Et il est toujours poétique de voir une compagnie faire un effort titanesque pour ériger un château dans les airs, une histoire sur scène. Tout cela, nous pourrions nous en passer, artistes et spectateurs, mais nous y sommes, notre vie en dépend car c'est un engagement qui dépasse notre propre personne. Et lorsque cela naît de la confiance et de l'admiration mutuelle, de l'ouverture et du désir de découvrir, tout ce non-sens devient plus nécessaire que jamais et prend une vie propre. Comme ce Festival d'Avignon, qui bouleverse une ville et la remplit de compagnies de théâtre, de passionnés, de critiques avides de grandes expériences, d'affiches et de brochures, de salles et d'espaces éphémères, de terrasses et de restaurants, de commerçants, d'artistes et de raconteurs d'histoires. Tout cela pour le théâtre !

L'année dernière, lorsque nous célébrions les 20 ans de La Perla, Lídia a écrit un texte qu'elle a lu devant beaucoup de nos amis et collaborateurs. Nous voulons le partager à nouveau car il décrit très bien ce sentiment si cher à nous :

"Nous sommes à un dîner au cœur de la Toscane, quelqu'un crie et rit en même temps, quelqu'un ne reste pas en place, tournant autour de la table et des cuisines... Tout le monde cuisine, tout le monde parle, fort et avec passion. Les nappes se salissent rapidement et le vin est toujours servi en abondance. Quelqu'un a préparé la pâte à la main, qui doit encore cuire, quelqu'un a mijoté la sauce pendant des heures, quelqu'un apporte des fromages faits par le voisin, des desserts ou du vin.

Sur les tables italiennes, la nourriture ne manque jamais. Tout le monde y participe.

La lumière de cette image, chaude, orange, avec un peu de fumée ou de brume... Entre l'intimité et le collectif. Les heures passent comme des minutes. Le repas est terminé et la table est une parfaite nature morte. Une image pleine de beauté qui attend la prochaine rencontre.
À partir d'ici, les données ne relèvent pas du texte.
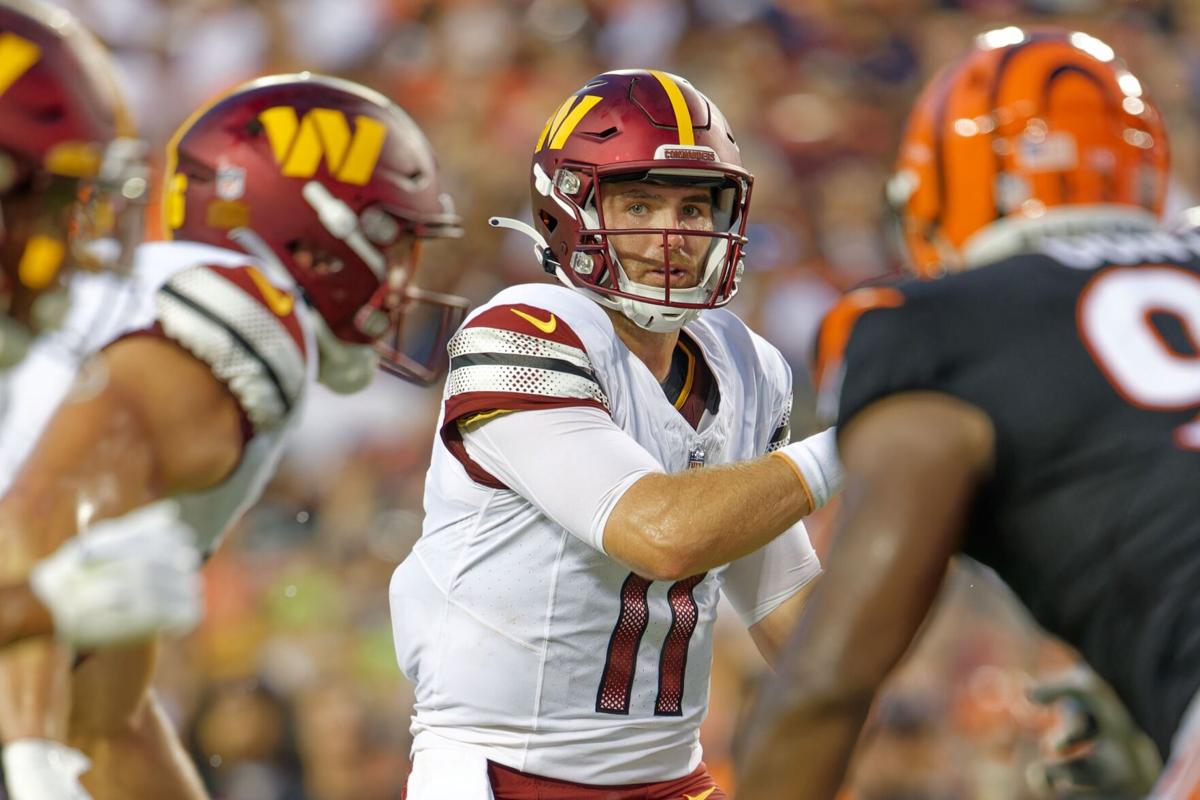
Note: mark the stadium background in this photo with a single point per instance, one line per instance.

Et ce sont tous ces moments, cuisinés à feu doux, une exaltation de la vie, du mouvement, de la poésie et de l'intensité, qui me rappellent ce que signifie être une perle. Nous, les 29, nous sommes chez nous. Et chaque fois que nous revenons ici, ensemble, avec de nouveaux projets, cela me rappelle le sens de tout ce que nous avons construit ensemble et me remplit de souvenirs que j'espère voir se multiplier avec les années."